The voltage and plugs are NOT THE SAME so don't buy in Hong Kong for use in Thailand.

Also - loads of scammers in Kowloon shops so be VERY careful.

Laptops are very cheap these days and Acer make great laptops and provide great service in any major mall in Bangkok.


----------



## andy1776 (May 26, 2009)

stogiebear said:


> The voltage and plugs are NOT THE SAME so don't buy in Hong Kong for use in Thailand.
> 
> Also - loads of scammers in Kowloon shops so be VERY careful.
> 
> Laptops are very cheap these days and Acer make great laptops and provide great service in any major mall in Bangkok.

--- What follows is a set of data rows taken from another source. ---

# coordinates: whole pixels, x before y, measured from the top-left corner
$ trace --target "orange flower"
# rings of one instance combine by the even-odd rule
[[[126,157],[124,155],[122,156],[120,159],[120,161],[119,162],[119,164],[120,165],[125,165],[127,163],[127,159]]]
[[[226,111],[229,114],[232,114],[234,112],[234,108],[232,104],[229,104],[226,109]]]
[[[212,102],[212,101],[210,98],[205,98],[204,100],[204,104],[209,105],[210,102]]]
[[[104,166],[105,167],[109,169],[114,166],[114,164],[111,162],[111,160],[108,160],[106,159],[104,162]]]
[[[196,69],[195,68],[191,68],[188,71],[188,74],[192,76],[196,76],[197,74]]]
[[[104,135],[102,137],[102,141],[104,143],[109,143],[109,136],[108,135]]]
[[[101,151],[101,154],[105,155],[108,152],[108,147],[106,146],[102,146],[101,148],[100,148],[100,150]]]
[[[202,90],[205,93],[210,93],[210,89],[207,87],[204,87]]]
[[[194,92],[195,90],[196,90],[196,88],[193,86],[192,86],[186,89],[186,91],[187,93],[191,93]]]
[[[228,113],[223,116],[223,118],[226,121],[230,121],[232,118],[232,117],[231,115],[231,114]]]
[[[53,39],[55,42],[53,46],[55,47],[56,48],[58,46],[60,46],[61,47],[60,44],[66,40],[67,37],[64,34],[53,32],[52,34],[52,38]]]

thats good to consider. thanks Stogiebear


----------



## stogiebear (Mar 20, 2009)

I buy a lot of laptops and my friends by through me... If you need any help buying and need a shop that's trustworthy (and cheap) and you are in the bangkok area then let me know.


----------



## Serendipity2 (Feb 22, 2009)

stogiebear said:


> The voltage and plugs are NOT THE SAME so don't buy in Hong Kong for use in Thailand.
> 
> Also - loads of scammers in Kowloon shops so be VERY careful.
> 
> Laptops are very cheap these days and Acer make great laptops and provide great service in any major mall in Bangkok.



stogiebear,

I believe both Thailand and Hong Kong have 220-240VAC 50cps electricity. The laptop will know if you're plugging in to 220-240VAC or 110-120VAC 60cps The usual plug is two round 'prongs' but you can readily get adapters for other configurations. Some [a few] have a third prong but most do not. The adapter is cheap - less than $1.00

You are correct on scammer which is where the Internet comes in. You can shop on the Internet and narrow down your search to only those stores that are recommended, ship overseas and take credit cards. 

The other bit of safety is to buy using a major credit card which gives you some protection if the laptop is a dud and ALWAYS check what's in the bag BEFORE you leave the store and make sure you have a receipt [in English] describing the product you bought, the price and the name of the store. Then if there's a dispute you have the goods and receipt in your possession. Finally, if you have a digital camera with you, take a photo of what's being bought and another as it's being bagged along with the receipt. The key to a safe transaction is to do the research first, see who is recommended, make sure they ship overseas and make sure they take major credit cards. Finally, make sure that what you bought IS in the bag and not a wrapped up book instead! 

Serendipity2


----------



## stogiebear (Mar 20, 2009)

Hong Kong have the British style plugs and Thailand use the American style.

My (Thai bought) netbook came with a 125 volt 7 amp Thai plug which flipped out when I tried to plug it into a Hong Kong outlet (with adapter.)

Actually many HK hotel rooms actually have both types of plug inlets...


----------



## Serendipity2 (Feb 22, 2009)

stogiebear said:


> Hong Kong have the British style plugs and Thailand use the American style.
> 
> My (Thai bought) netbook came with a 125 volt 7 amp Thai plug which flipped out when I tried to plug it into a Hong Kong outlet (with adapter.)
> 
> Actually many HK hotel rooms actually have both types of plug inlets...



hi stogiebear,

Actually it's been awhile since I was in Hong Kong [15 years - pre September, 1997 Chicom takeover] but the round, two prong plug is what I remembered. That would be the English design. I've primarily seen that same type in Bangkok and Chiang Mai but I've also seen the American 'blade' type plug but both do have available 220-240 VAC and 50cps electricity. Same as Australia and Singapore. I'm not sure but I think much/most of Europe also has the "English" design and have 220-240 VAC. I'm not sure the frequency in Europe but also probably 50 cycles per second. I usually try to have a blade to prong adaptor or a multi-prong with even three prongs available. I'm surprised your laptop had a 125 VAC 7 amp plug that wasn't also 220 VAC. Virtually all laptops [or so I"m told since I don't own one] have this which is simply a step down transformer that can take 220 VAC and split into two 110 VAC. Same with towers. The advantage is you can then manufacture just one PC or laptop and sell it anywhere in the world and it'll work.


----------



## andy1776 (May 26, 2009)

*laptop*



stogiebear said:


> I buy a lot of laptops and my friends by through me... If you need any help buying and need a shop that's trustworthy (and cheap) and you are in the bangkok area then let me know.


roger that Stogiebear. we'll talk. thanks


----------